Rationed supplies, overloaded nurse's and Dr's, etc.....became the "cost-effectiveness" of the day. Things have been going downhill since.
” Are physician-owned medical groups a silver bullet for health care reform, a bad idea from yet another special interest group, or just one component of a larger reform package? “
The fallacy - the BIG LIE - behind all of the debate over health care ‘reform’ is the assumption, by virtually all sides/parties, that there must be a ‘silver bullet’, one-size-fits-all, ‘solution’......
Fallacy?? Yes - it assumes a homogeniety that doesn’t exist in nature... It ignores the fact that, having been built on Capitalist principles, this nation is comprised of an infinite number of ‘markets’, and what ‘works’in one region/state/county/city/neighborhood may be completely inappropriate for the next...
Add in a potentially infinite number of ‘suppliers’, who, by nature, will have differing ways of doing the same thing - some more efficient and effective, some less, and the ‘Silver Bullet’ chimera quickly collapses under its own internal contradictions....

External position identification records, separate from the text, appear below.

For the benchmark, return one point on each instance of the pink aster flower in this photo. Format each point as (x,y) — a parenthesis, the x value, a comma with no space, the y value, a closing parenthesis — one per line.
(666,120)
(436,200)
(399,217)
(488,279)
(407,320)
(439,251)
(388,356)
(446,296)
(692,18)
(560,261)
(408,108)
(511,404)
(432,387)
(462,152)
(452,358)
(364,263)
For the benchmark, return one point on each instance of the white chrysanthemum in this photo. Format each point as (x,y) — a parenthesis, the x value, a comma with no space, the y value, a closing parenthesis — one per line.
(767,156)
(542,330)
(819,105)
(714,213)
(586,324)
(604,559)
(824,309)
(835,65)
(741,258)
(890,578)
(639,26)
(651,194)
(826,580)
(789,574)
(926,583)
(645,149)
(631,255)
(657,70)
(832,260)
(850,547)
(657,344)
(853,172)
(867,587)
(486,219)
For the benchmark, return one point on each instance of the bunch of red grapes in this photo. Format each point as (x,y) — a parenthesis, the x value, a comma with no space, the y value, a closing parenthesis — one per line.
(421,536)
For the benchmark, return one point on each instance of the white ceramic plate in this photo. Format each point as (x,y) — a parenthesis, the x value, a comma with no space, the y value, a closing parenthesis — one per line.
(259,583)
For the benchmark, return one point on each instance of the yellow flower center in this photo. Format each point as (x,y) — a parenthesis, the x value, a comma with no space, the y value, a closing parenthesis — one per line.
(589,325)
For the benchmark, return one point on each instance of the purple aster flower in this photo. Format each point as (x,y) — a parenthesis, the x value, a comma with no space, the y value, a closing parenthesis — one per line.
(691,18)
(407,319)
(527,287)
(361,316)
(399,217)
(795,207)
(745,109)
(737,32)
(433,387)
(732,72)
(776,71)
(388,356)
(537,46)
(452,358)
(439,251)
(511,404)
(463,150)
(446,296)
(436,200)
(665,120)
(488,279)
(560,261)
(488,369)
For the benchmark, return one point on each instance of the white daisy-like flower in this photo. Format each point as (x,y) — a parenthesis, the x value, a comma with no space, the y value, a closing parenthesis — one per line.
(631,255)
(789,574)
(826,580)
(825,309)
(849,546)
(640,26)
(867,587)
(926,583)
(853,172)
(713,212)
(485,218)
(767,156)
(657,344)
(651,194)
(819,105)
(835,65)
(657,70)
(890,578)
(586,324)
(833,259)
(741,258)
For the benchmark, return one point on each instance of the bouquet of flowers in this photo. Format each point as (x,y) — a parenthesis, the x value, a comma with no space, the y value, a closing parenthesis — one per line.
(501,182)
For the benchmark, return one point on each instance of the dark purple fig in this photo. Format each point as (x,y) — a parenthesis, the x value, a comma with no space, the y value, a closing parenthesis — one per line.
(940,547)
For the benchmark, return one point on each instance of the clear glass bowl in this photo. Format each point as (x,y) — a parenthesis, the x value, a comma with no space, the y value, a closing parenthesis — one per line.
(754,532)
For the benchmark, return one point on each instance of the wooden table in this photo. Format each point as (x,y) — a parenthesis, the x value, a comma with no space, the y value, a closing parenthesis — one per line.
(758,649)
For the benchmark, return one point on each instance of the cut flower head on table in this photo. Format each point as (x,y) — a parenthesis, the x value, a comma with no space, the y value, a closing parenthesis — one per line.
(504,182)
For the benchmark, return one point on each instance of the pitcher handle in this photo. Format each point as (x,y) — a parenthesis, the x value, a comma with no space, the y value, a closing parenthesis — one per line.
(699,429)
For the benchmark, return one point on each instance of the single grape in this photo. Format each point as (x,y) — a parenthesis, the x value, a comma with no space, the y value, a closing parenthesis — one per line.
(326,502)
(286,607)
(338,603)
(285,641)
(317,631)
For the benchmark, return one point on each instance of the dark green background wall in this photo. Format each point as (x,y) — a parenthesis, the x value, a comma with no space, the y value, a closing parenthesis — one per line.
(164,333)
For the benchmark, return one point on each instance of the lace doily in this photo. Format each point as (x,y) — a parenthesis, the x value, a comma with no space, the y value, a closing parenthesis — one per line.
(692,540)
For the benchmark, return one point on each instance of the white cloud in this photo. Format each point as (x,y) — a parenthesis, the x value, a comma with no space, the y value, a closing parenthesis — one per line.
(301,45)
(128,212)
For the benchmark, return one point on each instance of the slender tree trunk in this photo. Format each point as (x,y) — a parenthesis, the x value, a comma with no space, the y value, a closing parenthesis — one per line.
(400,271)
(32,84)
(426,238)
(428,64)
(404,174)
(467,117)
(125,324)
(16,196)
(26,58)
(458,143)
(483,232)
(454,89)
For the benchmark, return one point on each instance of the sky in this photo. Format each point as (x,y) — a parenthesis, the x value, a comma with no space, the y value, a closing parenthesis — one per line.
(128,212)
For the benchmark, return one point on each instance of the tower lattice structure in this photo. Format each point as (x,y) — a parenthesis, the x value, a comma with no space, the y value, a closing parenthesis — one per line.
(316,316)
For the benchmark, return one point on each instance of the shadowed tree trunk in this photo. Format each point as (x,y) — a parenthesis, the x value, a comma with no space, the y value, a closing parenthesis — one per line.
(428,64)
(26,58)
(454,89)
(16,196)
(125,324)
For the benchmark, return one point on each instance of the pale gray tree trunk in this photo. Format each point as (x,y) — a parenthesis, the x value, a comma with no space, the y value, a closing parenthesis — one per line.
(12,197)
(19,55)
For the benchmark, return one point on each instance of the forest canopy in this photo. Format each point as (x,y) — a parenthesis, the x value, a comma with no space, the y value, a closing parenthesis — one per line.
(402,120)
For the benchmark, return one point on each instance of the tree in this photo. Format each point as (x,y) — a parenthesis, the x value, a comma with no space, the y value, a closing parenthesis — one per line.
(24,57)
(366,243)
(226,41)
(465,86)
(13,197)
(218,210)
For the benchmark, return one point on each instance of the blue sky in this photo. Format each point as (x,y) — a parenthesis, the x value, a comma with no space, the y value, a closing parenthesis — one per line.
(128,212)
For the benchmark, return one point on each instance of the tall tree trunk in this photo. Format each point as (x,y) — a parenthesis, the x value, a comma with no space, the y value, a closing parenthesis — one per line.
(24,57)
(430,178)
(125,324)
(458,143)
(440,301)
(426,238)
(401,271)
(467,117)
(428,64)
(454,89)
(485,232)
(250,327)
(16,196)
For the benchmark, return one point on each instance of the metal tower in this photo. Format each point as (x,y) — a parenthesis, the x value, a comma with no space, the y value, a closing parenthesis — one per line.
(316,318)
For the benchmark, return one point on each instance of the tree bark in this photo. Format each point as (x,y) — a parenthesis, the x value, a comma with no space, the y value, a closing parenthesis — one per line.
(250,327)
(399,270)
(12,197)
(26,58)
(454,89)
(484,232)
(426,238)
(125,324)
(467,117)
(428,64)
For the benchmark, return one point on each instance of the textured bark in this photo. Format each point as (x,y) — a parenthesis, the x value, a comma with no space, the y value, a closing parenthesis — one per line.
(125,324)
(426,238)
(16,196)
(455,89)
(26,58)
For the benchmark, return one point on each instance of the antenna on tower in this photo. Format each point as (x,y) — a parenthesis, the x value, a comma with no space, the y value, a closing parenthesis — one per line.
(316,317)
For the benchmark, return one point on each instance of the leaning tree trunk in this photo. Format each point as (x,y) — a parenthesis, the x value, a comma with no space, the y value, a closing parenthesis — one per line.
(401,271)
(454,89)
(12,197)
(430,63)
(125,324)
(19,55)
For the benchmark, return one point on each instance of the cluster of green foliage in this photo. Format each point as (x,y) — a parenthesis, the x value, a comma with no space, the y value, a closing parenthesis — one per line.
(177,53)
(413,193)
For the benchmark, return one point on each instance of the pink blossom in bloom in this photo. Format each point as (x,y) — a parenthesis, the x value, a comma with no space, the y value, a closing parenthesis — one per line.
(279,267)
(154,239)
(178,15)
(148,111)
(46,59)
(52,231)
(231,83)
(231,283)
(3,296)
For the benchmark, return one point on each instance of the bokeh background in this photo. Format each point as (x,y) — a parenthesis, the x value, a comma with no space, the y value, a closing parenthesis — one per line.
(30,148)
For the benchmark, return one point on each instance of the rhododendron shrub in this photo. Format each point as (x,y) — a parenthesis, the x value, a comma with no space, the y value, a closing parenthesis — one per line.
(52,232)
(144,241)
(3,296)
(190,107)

I humbly submit my own free-market suggestions...
1) Tort Reform (sine qua non)
2) I’m no fan of the Commerce Clause, as misused and abused by Congress and the Courts, but one appropriate application would be to permit cross-state-border marketing and purchase of health insurance...
[Pretty vanilla, so far - here’s where it gets sticky... ;))
3) End tax and regulatory incentives for ‘employer-based’ health insurance. While we can’t outlaw health insurance as compensation completely, in a free-market context, this would have the effect of encouraging insurance companies to compete at the retail level - with auto insurance as a model... (Also with auto insurance as a model, leave it to the individual states to determine what ‘minimum coverage’ their citizens must carry...)
4) Weaken business and financial regulation of the health-care sector, while strengthening safety and efficacy regulation... Open the market to all comers, and let them thrive or fail on their merits....
Admittedly, this is a pretty bare-bones suggestion, with lots of details to be argued out, but I submit it as a starting point...
Flame away.....
I’m not going to flame you, because I tent to agree, especially with tort reform. I would also add limitations on the ability of insurers to offer group rates. I think these have the effect of locking-out individual consumers and small-businesses. However this could be done at the state level rather than by the feds.
Allowing interstate competition in health insurance would allow many individual and small consumers to join groups. There are MANY professional associations that offer various kinds of insurance, but who cannot afford to offer fifty different state-tailored plans for health insurance.
Reputation is king in medicine. (and elsewhere), and you do get what you pay for. If you own it, you stand behind it. Once you lose it, the door closes with loss of trust.
Under a nationalized health system, where would the buck actually stop? You don’t get something for nothing. If tort reform is not included, how would malpractice be able to be covered and the docs/hospitals still be able to earn a living?